Microsoft Resmi Akhiri Operasionalnya di Pakistan setelah 25 Tahun
Microsoft
telah resmi menutup seluruh kegiatan operasionalnya di Pakistan, menandai akhir
dari kehadirannya sejak memasuki pasar pada Juni 2000. Walau baru-baru ini
hanya menjalankan sebuah kantor perwakilan dengan sekitar lima staf, ini
menandai penutupan penuh dari semua aktivitas perusahaan di negara tersebut.
Langkah
ini merupakan bagian dari restrukturisasi global yang sedang dijalankan
Microsoft. Dalam pernyataannya kepada TechCrunch, perusahaan menyebutkan bahwa
mereka beralih ke model bisnis berbasis kemitraan dan cloud, dengan
pelayanannya di Pakistan akan terus berjalan melalui mitra lokal dan kantor
Microsoft di wilayah lainnya.
Jawwad Rehman, pendiri dan mantan country head Microsoft Pakistan, menyampaikan keprihatinannya melalui LinkedIn. Ia menilai keputusan ini sebagai sinyal bahwa lingkungan bisnis di Pakistan sudah tidak lagi kondusif, bahkan untuk perusahaan global sebesar Microsoft. Rehman juga mengkritisi manajemen regional dan penerusnya yang dianggap gagal mengembangkan fondasi awal yang kuat.
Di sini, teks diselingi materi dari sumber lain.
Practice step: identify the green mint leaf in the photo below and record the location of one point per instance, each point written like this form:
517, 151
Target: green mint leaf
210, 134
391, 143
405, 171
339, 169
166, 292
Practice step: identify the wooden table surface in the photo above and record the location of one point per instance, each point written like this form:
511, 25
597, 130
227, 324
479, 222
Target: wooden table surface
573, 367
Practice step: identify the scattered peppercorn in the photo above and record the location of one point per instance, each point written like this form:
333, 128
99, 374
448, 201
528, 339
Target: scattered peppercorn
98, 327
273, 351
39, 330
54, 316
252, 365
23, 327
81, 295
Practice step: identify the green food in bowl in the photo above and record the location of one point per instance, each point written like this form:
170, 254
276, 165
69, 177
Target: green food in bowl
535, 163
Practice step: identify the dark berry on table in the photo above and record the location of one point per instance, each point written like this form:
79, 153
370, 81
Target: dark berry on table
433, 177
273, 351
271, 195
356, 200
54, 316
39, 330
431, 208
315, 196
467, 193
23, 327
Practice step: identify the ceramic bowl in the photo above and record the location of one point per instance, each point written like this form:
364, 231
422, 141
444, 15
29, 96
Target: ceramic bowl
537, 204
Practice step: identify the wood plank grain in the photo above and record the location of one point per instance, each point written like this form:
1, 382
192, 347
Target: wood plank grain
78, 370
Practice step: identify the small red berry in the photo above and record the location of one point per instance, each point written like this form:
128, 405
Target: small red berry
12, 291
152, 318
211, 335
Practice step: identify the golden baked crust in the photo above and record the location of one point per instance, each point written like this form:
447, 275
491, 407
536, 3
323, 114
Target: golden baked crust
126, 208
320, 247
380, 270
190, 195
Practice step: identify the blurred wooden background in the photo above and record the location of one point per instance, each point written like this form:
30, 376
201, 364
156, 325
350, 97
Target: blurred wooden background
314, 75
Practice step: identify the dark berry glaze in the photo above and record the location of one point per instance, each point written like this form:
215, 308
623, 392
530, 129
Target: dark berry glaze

Akan ada pengurangan langsung terhadap sekitar lima staf penjualan dan berpotensi berpengaruh pada dukungan bagi sektor teknologi lokal. Para analis memperkirakan bahwa penarikan Microsoft ini bisa memperlambat kemajuan digital di Pakistan, memunculkan pertanyaan besar mengenai bagaimana negara tersebut dapat menjaga daya tariknya bagi perusahaan teknologi global di masa depan.